An ECJ advocate general has asked the court to rule that a German deduction for personal expenses be extended to non-residents if they would not have had the income without the obligation.
A German resident mother left her property to her two sons in return for a monthly pension sufficient to support her in her old age. The amount of the pension was unrelated to the value of the property or to the income it generated but was settled within the family as a family matter. At the time, it was a deductible personal expense for residents. Non-residents are excluded from this type of personal expense deduction on the grounds that personal circumstances are best reflected in the country of residence where the authorities have access to the full facts. In the case at instance one of the two sons was living and working in Belgium. As a non-resident of Germany, he was denied a deduction for his share of the mother's pension from his rental income from the property. He was also precluding from claiming the outlay as a cost of earning that income because the business relationship between the pension paid and the rent received was too remote. He, however, felt himself to be in a comparable position to his brother and claimed that he had been discriminated against as a non-resident.

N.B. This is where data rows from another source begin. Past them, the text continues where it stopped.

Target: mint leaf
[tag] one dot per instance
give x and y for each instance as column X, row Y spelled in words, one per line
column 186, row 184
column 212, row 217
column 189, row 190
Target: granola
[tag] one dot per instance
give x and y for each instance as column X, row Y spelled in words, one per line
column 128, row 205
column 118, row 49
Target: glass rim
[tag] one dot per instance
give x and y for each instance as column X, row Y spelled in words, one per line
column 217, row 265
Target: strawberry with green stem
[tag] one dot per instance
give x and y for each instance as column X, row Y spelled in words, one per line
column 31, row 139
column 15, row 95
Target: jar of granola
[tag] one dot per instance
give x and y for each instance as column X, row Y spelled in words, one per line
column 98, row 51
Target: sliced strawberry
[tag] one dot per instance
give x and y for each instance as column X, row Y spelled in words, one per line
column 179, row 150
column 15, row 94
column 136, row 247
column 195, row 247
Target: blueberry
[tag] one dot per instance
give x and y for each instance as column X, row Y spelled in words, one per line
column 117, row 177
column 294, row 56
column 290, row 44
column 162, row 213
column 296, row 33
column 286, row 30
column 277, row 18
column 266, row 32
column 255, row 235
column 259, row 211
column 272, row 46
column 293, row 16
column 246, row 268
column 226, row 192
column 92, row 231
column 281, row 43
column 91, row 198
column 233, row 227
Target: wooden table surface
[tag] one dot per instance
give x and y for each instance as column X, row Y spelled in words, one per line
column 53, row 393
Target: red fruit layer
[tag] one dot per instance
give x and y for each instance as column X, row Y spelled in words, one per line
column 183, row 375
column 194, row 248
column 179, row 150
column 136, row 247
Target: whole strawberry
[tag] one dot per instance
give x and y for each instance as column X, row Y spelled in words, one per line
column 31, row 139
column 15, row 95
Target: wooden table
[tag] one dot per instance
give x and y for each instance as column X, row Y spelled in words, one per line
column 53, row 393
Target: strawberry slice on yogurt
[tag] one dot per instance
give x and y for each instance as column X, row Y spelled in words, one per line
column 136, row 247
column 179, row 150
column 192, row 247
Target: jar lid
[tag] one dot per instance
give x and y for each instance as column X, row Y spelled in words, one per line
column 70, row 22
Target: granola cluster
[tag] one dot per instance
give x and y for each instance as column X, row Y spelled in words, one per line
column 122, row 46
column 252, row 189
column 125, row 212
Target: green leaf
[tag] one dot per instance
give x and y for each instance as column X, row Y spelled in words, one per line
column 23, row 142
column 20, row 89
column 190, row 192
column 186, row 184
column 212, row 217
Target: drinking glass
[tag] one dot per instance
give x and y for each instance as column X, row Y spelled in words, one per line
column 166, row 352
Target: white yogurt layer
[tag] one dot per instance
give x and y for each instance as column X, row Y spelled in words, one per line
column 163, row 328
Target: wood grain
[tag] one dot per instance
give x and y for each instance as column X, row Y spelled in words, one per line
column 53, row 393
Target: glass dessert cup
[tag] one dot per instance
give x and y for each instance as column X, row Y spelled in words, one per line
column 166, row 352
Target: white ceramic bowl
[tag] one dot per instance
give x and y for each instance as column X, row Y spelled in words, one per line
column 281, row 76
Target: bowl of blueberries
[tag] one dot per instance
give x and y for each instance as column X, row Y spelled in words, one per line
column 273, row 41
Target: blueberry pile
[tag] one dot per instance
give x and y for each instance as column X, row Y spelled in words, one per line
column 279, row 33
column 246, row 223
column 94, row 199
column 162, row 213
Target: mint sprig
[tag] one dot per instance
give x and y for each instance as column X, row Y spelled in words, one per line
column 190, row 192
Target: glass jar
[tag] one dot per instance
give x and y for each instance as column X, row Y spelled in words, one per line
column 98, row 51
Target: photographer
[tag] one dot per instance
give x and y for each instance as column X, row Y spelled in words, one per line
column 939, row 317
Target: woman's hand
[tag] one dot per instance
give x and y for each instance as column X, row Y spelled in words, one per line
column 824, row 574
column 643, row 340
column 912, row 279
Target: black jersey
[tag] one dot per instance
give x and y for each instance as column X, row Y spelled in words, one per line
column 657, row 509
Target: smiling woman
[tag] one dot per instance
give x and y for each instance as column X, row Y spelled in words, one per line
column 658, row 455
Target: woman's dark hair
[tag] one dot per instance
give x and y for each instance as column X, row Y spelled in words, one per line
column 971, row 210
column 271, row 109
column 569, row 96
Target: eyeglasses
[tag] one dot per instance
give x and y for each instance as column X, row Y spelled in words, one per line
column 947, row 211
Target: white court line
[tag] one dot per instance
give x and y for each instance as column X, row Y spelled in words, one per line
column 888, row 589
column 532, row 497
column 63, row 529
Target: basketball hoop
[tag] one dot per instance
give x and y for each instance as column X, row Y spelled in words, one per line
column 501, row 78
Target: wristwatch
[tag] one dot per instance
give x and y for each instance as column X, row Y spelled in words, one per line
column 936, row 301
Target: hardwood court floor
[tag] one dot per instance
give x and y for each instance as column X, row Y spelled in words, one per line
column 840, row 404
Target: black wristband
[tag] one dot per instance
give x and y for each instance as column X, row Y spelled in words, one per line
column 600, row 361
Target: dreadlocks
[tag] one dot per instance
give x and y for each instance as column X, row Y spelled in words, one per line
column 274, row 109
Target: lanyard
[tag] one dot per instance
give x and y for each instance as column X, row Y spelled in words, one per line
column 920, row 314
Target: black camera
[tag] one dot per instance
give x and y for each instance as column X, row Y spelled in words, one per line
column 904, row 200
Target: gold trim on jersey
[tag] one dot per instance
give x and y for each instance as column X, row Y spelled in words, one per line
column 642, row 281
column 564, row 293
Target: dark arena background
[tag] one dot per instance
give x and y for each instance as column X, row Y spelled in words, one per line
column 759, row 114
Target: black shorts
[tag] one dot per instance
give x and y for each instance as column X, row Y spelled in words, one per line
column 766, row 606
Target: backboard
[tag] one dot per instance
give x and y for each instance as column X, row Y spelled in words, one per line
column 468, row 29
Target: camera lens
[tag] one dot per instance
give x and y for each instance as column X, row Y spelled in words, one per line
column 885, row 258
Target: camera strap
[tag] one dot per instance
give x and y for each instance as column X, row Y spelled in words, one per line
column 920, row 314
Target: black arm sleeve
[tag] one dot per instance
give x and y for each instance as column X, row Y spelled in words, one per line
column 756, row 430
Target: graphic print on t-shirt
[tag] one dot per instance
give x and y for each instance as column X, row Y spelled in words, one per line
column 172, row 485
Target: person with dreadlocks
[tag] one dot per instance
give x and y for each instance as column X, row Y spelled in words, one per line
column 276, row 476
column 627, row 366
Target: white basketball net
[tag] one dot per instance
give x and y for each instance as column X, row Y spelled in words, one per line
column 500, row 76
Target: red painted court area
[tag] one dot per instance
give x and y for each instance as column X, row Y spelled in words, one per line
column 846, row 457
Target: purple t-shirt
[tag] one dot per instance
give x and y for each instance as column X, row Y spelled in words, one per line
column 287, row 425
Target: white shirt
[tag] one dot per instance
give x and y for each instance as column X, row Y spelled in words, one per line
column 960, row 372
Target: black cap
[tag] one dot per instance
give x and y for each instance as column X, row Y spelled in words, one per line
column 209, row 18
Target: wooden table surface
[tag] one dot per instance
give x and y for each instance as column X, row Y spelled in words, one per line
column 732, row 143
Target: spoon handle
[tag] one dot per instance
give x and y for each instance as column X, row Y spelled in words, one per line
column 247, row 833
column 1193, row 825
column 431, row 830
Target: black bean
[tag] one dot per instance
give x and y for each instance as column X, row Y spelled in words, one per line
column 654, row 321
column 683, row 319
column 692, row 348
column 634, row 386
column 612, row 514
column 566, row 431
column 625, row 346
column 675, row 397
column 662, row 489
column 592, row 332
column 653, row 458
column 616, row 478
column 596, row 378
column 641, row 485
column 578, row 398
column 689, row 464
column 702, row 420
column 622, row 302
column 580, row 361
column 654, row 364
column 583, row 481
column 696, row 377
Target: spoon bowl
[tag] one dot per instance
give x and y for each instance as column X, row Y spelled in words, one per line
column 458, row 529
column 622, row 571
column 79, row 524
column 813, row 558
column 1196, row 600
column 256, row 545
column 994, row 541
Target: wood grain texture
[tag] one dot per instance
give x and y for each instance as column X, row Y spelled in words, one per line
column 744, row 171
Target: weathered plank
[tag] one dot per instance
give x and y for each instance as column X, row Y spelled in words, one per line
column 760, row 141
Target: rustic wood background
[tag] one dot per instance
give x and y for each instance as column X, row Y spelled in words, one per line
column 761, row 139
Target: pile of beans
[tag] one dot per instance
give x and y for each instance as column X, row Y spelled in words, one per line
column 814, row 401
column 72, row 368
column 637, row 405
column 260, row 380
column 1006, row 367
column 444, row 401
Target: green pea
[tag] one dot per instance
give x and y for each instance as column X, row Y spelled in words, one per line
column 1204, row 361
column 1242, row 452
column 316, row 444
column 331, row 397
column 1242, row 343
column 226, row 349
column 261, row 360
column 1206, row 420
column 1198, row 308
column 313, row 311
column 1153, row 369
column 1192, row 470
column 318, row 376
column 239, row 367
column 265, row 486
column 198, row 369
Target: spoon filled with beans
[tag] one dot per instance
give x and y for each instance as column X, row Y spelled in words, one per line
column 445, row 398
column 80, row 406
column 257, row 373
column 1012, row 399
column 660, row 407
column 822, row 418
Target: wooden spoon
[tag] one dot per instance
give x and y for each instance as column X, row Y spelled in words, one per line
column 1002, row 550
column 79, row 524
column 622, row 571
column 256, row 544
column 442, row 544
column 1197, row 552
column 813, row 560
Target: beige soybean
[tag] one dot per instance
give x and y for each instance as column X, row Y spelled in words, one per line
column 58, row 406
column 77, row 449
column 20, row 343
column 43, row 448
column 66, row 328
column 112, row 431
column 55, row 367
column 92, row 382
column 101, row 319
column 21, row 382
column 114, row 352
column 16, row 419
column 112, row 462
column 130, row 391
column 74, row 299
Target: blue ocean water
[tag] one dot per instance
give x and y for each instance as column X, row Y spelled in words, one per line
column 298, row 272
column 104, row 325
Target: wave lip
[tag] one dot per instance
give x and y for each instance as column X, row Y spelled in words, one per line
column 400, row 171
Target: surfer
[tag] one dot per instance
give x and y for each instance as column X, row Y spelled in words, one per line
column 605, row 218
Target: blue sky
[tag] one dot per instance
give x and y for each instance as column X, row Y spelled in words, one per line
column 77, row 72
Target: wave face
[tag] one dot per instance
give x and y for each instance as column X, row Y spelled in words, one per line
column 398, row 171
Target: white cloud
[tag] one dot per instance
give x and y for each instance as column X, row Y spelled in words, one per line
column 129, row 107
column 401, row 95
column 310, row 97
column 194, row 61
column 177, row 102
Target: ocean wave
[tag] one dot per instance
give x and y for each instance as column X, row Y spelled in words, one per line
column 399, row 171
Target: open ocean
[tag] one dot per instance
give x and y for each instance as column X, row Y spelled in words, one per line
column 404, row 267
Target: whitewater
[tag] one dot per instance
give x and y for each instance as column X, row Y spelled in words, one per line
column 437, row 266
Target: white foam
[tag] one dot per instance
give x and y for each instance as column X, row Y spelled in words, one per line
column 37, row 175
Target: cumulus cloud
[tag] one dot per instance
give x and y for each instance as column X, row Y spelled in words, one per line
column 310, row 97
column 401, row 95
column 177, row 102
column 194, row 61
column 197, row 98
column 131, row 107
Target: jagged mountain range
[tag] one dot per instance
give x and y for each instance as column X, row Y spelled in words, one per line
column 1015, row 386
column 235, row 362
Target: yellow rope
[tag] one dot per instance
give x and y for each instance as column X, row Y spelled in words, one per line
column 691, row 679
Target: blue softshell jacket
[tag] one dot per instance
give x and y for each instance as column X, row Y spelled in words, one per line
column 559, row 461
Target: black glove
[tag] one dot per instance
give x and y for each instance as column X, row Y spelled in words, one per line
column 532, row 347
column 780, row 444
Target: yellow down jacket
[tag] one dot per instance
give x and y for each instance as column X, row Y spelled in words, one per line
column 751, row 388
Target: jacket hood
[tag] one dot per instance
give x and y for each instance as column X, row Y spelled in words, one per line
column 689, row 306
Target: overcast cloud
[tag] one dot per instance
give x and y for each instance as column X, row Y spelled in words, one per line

The advocate general on the case at the ECJ has now suggested that the court see the discrimination as a restriction on the free movement of capital. It is unjustified if the positions of residents and non-residents are similar. This would be the case if it was true that the Belgian resident would not have obtained title to the income-earning property without accepting the pension obligation. This seemed likely, but was for the referring court to verify. (AM)
The ECJ case reference is C-450/09 Schröder, opinion of December 9, 2010.